ScalefreeCOM / datavault4dbt

Scalefree's dbt package for a Data Vault 2.0 implementation congruent to the original Data Vault 2.0 definition by Dan Linstedt including the Staging Area, DV2.0 main entities, PITs and Snapshot Tables.
https://www.scalefree.com/
Apache License 2.0
133 stars 26 forks source link

Value starting with space results in same hash key #211

Open OGrohmann opened 1 month ago

OGrohmann commented 1 month ago

In our staging model we receive duplicate hash keys during full extract because source system allows primary key with leading space. As datavault4dbt is trimming the values before generating the hash key, value 'ABC' results in same hash key as value ' ABC' (with leading space). What is the purpose of the trimming during hash key generation? In the example mentioned above, I need to have separate hash keys as attribute values are different for both entries. Is it possible to turn off the trimming in the configuration? Thanks!

tkirschke commented 1 month ago

Hi @OGrohmann ,

In your example, would "ABC" and " ABC" be two different business objects?

The TRIM function is used in our hash function to enable adding columns to existing satellites, without having to recalculate the hashdiff of existing records. Thanks to the TRIM, the NULL values for the new attributes lead to no changes in the hashdiff.

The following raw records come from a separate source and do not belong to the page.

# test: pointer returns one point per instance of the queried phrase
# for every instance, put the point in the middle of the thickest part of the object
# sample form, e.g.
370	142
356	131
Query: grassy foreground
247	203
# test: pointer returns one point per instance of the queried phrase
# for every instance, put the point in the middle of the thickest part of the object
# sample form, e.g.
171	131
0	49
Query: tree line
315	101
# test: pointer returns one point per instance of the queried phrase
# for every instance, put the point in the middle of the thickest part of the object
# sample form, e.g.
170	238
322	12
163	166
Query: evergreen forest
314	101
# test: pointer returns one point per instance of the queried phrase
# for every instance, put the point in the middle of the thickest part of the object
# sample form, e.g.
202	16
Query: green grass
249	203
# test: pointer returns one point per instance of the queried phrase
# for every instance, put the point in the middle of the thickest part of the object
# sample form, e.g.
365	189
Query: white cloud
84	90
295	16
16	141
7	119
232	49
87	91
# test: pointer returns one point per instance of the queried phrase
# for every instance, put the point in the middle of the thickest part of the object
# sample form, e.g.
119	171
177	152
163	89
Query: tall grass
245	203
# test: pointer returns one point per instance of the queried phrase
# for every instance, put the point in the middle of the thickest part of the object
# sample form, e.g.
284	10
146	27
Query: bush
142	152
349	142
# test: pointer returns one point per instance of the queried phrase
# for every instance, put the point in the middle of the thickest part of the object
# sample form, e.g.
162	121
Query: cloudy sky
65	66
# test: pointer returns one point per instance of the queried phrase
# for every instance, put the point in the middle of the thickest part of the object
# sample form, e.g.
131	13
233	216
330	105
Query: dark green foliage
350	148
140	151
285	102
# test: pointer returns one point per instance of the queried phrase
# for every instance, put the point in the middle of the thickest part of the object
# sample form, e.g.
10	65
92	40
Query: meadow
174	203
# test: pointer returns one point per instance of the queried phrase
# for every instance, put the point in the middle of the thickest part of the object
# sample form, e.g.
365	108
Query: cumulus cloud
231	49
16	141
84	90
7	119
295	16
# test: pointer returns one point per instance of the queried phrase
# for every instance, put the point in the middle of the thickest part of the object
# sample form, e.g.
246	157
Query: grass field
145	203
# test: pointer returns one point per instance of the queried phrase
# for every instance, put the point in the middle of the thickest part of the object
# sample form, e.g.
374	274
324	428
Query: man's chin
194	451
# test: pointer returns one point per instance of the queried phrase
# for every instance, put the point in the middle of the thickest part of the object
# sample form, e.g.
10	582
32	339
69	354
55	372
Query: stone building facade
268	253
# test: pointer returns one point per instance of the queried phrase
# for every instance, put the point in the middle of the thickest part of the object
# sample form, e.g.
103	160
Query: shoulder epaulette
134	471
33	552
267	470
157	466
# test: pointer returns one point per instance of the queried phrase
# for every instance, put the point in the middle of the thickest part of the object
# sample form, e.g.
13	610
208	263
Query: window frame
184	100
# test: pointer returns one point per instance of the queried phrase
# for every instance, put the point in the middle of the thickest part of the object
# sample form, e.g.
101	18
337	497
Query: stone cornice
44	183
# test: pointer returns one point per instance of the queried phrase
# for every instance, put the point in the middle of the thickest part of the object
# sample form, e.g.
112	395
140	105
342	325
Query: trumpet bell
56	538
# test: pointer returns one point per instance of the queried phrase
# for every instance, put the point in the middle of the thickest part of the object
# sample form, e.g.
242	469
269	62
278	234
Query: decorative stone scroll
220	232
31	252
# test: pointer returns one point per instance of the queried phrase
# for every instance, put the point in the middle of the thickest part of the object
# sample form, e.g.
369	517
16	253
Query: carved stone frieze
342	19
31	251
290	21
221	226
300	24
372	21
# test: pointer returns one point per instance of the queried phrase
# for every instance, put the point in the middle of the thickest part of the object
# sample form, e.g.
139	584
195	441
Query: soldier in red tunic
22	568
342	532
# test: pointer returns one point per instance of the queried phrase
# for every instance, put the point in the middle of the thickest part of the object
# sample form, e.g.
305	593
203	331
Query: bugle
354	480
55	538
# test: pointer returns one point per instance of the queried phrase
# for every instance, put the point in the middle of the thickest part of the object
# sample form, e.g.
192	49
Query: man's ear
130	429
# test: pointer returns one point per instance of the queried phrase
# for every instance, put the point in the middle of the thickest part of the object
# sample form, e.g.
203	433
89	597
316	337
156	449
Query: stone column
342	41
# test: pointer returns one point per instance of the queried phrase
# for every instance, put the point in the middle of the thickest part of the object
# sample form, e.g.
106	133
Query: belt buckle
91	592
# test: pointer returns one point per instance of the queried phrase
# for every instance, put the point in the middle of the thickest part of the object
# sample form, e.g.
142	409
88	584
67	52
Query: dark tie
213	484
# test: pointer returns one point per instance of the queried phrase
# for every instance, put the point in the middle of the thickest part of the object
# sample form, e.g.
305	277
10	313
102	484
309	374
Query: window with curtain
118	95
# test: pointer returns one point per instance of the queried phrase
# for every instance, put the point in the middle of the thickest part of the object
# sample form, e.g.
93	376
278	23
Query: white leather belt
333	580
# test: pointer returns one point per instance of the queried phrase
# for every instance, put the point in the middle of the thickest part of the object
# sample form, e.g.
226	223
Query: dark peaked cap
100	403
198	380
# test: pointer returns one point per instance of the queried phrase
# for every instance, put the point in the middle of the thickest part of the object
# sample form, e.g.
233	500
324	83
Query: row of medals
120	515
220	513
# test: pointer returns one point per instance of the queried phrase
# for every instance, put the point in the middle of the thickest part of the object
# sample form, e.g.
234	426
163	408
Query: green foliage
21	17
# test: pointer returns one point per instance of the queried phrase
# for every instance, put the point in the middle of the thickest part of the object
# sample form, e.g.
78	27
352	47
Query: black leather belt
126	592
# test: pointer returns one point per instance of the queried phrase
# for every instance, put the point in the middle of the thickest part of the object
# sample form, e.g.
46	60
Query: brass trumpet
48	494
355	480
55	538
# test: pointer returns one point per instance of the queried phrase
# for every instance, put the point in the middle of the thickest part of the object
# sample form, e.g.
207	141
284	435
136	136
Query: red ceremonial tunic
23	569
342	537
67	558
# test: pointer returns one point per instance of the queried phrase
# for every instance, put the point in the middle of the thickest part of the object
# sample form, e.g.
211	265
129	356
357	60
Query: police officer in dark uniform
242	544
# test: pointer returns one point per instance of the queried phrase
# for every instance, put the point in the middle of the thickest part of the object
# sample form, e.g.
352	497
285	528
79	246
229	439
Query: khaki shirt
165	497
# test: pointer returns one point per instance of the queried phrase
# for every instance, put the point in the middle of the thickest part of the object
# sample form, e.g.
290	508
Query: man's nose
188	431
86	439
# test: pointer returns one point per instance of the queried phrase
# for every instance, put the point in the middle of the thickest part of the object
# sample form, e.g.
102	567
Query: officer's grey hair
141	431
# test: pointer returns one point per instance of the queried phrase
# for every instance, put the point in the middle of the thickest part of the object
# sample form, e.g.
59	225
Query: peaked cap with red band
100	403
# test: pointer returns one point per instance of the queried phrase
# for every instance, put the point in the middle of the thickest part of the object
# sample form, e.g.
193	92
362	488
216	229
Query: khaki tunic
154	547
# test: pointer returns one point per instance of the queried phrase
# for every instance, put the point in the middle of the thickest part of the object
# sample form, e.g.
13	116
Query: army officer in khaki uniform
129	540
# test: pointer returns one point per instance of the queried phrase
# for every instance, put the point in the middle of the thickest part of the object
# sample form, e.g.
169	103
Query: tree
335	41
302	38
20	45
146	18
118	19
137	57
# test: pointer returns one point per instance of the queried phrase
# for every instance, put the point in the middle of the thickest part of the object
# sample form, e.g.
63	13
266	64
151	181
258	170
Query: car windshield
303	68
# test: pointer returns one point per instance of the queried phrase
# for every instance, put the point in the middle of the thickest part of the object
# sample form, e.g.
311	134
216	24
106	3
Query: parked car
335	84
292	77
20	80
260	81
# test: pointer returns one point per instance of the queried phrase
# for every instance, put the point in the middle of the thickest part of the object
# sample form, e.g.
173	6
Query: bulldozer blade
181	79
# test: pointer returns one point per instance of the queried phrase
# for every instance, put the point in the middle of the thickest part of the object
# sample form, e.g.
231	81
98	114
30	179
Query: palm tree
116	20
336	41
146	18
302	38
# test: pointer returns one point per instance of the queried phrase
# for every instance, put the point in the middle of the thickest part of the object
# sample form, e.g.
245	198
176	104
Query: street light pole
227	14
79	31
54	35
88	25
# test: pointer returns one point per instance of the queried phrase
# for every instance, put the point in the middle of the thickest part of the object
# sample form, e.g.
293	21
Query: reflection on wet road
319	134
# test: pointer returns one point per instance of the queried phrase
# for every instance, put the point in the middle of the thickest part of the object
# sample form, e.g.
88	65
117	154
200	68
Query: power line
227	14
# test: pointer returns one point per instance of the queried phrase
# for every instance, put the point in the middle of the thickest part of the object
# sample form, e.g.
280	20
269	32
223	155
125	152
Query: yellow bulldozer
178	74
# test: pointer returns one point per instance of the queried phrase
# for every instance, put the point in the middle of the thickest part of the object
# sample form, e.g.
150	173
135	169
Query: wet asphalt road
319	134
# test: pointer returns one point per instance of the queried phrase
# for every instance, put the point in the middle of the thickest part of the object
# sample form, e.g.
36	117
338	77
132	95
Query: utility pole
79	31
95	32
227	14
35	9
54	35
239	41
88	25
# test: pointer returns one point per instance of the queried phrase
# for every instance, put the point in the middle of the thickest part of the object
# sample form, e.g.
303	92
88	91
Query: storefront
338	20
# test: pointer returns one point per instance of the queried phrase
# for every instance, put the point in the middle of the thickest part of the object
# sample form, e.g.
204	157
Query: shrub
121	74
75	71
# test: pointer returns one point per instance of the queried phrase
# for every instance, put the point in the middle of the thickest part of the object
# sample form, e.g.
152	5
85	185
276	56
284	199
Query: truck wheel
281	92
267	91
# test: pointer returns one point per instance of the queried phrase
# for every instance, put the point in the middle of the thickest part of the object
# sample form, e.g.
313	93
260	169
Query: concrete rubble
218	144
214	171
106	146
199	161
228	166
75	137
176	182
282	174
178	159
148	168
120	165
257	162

I agree that it should be made configurable for hashkeys. My first idea would be to make it configurable per hashkey/hashdiff, so that the hashed_columns inside a stage might look like this:

hashed_columns:
    hashkey_with_trim:
        - bk1
    hashkey_without_trim:
        - use_trim: false
        - columns:
            - bk1

But since this would have a huge impact on everything related to hashing, weneed some time to implement this.

A quickfix for you could be to create a derived column, which calls a REGEX_REPLACE, which is configured in a way, where leading whitespaces are replaced with special characters, like pipes (|).